Andy estuvo siete meses internada y postrada. “Difícil, pero digo que fue lo mejor que me pasó en la vida porque fue una etapa de grandes aprendizajes. Estuve 11 meses sin poder pararme para ir al baño, los primeros con sonda, después con pañales, después con chata. Yo ahí aprendí a valorar cosas muy simples de la vida cotidiana, como poder ir al baño”.
“Con el hematoma en el riñón confirmado, la perspectiva era bastante mala: si no se reabsorbía, habría que hacer un trasplante. La pelvis y la cadera debían soldar solas, por eso era tan importante que no me moviera”, escribió.
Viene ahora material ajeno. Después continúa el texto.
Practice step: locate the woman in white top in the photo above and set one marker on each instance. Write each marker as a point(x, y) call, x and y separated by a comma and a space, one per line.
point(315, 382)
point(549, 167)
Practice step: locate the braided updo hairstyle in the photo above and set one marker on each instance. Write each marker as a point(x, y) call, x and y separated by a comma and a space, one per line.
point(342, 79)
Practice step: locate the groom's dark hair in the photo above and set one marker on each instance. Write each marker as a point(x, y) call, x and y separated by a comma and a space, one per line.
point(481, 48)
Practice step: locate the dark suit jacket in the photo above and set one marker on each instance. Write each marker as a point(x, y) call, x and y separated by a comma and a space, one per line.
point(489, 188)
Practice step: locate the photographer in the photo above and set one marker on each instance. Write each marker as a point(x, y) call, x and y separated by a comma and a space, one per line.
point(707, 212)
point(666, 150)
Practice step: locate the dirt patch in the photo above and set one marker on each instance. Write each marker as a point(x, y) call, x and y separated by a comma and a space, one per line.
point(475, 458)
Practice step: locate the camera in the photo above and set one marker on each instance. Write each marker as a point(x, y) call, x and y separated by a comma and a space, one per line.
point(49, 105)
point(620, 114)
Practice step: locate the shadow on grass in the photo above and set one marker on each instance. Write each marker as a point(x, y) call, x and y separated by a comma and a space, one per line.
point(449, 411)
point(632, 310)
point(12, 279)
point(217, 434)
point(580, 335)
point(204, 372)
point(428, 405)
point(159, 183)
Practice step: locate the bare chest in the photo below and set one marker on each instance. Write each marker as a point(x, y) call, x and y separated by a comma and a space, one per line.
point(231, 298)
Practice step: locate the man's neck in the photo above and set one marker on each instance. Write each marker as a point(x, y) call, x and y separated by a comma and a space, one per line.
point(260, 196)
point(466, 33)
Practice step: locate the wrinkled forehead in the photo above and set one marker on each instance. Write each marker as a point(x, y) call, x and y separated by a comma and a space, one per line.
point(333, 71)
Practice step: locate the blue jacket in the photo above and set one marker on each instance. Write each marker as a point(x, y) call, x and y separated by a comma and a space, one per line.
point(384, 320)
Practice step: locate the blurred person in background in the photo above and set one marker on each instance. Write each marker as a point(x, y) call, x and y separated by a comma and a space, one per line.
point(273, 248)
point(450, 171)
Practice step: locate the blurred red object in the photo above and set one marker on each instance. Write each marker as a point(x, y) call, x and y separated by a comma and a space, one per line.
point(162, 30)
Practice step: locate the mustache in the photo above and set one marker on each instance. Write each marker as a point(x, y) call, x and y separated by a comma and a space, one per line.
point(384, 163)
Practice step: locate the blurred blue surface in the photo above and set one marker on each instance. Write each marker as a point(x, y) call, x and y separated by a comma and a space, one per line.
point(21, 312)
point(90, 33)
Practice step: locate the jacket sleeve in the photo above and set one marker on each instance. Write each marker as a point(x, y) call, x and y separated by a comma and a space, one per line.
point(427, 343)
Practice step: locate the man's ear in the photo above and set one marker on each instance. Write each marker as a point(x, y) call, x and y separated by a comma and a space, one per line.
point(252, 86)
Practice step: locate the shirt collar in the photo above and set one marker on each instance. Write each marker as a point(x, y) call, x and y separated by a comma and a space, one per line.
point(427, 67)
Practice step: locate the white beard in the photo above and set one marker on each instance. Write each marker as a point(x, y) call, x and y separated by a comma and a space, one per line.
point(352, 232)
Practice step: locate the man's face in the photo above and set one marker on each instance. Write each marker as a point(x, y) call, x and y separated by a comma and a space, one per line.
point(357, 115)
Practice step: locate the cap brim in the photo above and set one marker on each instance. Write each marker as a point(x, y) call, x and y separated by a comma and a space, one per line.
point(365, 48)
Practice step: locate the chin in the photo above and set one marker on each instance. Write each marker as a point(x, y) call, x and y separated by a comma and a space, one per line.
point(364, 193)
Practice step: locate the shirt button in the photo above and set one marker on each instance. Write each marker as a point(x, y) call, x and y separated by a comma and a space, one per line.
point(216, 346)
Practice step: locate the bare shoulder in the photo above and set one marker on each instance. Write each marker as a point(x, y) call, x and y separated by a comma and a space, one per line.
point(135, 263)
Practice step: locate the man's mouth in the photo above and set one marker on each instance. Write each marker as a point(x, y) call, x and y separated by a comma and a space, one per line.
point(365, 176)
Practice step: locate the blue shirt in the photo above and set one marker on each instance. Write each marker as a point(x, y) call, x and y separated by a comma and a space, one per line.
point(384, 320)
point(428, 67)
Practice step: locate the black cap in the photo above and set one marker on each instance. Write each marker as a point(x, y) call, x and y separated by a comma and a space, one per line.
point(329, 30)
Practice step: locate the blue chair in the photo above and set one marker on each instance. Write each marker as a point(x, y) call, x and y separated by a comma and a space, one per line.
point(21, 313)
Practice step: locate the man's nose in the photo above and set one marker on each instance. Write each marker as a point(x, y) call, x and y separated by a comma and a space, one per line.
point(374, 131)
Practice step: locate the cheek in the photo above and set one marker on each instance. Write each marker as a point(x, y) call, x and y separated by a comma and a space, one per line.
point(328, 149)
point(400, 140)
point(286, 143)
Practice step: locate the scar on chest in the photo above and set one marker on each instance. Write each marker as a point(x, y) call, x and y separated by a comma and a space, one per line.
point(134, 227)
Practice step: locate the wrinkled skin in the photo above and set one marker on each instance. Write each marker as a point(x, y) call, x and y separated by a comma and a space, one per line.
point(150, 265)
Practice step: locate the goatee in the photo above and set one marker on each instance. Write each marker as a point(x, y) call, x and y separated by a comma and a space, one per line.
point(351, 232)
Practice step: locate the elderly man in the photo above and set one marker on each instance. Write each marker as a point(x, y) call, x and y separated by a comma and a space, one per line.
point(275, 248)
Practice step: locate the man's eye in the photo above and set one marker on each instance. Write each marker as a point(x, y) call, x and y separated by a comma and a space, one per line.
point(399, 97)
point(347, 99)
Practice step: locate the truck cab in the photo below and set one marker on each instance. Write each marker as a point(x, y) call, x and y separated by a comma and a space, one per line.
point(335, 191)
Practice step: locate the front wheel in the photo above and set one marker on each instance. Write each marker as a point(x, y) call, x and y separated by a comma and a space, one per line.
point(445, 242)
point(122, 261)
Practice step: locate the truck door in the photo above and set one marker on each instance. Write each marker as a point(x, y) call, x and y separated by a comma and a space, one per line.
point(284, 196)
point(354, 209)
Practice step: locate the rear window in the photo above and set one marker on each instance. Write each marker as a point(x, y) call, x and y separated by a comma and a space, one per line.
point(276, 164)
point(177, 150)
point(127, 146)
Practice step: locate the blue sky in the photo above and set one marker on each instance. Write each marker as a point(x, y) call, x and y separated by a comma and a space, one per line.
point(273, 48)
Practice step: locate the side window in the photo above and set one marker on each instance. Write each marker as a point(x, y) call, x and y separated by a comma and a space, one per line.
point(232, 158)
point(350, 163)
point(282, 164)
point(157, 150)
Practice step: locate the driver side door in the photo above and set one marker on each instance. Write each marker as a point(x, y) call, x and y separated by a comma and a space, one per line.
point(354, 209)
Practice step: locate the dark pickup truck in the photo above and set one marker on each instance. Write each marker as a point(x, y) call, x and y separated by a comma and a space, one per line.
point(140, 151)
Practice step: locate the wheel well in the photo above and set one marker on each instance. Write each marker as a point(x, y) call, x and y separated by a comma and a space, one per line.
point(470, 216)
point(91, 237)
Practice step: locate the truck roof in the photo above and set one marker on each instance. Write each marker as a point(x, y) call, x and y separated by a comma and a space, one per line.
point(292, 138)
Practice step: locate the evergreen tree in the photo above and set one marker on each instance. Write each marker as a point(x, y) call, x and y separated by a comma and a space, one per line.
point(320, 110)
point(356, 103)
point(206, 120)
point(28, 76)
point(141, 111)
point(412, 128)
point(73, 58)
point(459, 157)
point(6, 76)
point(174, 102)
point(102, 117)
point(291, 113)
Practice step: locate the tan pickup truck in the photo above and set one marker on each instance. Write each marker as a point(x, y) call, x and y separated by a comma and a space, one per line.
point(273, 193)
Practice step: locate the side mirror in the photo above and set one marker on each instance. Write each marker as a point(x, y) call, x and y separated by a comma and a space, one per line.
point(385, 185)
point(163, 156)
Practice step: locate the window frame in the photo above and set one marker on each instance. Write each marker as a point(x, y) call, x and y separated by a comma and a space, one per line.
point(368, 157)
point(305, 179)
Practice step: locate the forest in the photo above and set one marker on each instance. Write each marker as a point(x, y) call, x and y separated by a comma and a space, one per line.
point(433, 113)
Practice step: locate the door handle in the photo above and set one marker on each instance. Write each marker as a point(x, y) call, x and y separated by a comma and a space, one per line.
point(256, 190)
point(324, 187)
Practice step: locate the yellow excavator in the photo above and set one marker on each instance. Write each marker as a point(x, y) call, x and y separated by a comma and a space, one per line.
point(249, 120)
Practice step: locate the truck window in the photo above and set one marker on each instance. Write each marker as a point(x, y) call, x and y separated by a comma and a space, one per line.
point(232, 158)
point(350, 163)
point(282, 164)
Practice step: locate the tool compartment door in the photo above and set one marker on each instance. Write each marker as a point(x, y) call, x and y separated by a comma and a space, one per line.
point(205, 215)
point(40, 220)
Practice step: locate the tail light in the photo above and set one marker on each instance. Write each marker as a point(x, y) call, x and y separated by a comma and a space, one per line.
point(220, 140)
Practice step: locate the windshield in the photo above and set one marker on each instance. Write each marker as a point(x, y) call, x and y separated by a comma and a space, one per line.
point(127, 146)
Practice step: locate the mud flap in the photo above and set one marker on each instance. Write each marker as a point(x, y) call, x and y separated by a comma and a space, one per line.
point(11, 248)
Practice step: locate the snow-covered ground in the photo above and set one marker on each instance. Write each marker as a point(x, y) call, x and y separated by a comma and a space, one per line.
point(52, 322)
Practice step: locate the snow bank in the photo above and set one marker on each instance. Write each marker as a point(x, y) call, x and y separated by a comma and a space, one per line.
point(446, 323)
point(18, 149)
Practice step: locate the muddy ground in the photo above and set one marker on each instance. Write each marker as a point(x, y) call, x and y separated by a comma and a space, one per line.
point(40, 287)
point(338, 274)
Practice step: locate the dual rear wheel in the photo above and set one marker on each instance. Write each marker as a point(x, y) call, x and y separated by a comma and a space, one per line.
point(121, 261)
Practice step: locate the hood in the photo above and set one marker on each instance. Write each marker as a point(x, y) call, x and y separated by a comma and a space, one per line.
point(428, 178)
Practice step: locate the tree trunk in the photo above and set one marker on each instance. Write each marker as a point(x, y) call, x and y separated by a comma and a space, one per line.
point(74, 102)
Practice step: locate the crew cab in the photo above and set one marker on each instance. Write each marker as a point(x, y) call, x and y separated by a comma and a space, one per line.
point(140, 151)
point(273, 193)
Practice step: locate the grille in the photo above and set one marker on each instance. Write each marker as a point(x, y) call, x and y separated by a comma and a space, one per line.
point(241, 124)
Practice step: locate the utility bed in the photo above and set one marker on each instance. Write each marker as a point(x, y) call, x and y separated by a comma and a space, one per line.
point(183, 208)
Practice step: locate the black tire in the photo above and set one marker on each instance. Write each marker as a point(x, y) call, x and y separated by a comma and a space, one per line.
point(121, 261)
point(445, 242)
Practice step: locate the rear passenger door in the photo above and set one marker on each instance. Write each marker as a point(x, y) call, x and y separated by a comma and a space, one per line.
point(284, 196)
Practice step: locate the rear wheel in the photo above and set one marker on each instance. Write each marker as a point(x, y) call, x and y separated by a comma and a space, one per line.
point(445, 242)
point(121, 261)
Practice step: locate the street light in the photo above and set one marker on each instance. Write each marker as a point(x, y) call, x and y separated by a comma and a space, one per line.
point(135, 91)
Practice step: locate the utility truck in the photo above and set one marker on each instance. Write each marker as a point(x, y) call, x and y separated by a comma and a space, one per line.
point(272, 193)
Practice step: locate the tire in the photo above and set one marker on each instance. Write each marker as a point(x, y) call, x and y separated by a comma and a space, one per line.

De esos meses en una misma posición aparecieron las escaras.
“Tengo una cicatriz en la cola muy grande, durante muchos años tuve mucha vergüenza, no iba a la playa en traje de baño, era un agujero, sentía que la gente se iba a impresionar. Hasta que un día, muchos años después del accidente, pude decir ‘basta, esto que hago es una boludez. Este agujero es como una herida de guerra, yo pasé por esto, ésta es mi historia, no la quiero ocultar más”.
Fueron meses atravesados por el dolor, pero en su recuerdo hay también alegría: por ejemplo, las 7 veces que entró al quirófano cantando la canción de Annie (El sol brillará mañana/ Puedes apostar a que mañana sale el sol/ Si piensas que igual mañana el camino duro ya se allana, es mejor).
Y una “doble vida” que se inventó para divertirse, porque tenía un novio nuevo cuando tuvo el accidente y un ex que viajó de Córdoba para estar con ella cuando se enteró de lo que le había pasado.
“Salía con los dos a la vez. Salía, bueno, es una forma de decir, porque no podía hacer nada, me agarraban de la mano nada más”, se ríe. “Uno venía de visita a la mañana y el otro a la tarde y yo me ocupaba de que mi familia me comprara facturas o bombones para darles a las enfermeras para que el otro no se enterara”.
La mujer en la que me convertí
Andrea no sólo logró volver a caminar sino que hizo una carrera, precisamente, caminando por New York. Creó una comunidad de viajeras con más de 3 millones de seguidoras en su web, hizo el programa por Telefé, escribió un libro que fue bestseller (”Chicas en NY”), y en 2017 fue elegida por la revista Forbes como una de las “30 promesas” del mundo de las y los emprendedores argentinos. En el camino, se casó, ejerció primero la maternidad con los tres hijos de su marido, perdió otro embarazo, tuvo un hijo, Eliseo.
“Ese accidente, te decía, marcó la persona que soy. Es muy difícil que yo me ponga de mal humor o me altere por alguna situación cotidiana. Yo puedo perder el pasaporte o el teléfono y mi reacción es ‘y bueno...mala suerte’. A mí la vida me mostró que todo es muy finito, muy frágil, y que nada es imposible, ni que te pase todo lo bueno, ni que te pase todo lo malo. Entonces cuando veo que la gente se preocupa por cosas menores siempre les digo: ‘Pará, ¿estás seguro de que eso es un problema?”, cuenta.
Después dice que aprendió a valorar el amor en hechos, no en palabras, el de todos, pero en especial el de sus amigas, de las que se declara enamorada. “Esas relaciones humanas son las que me salvaron la vida”, dice después, toma un último trago de Prosecco y se despide.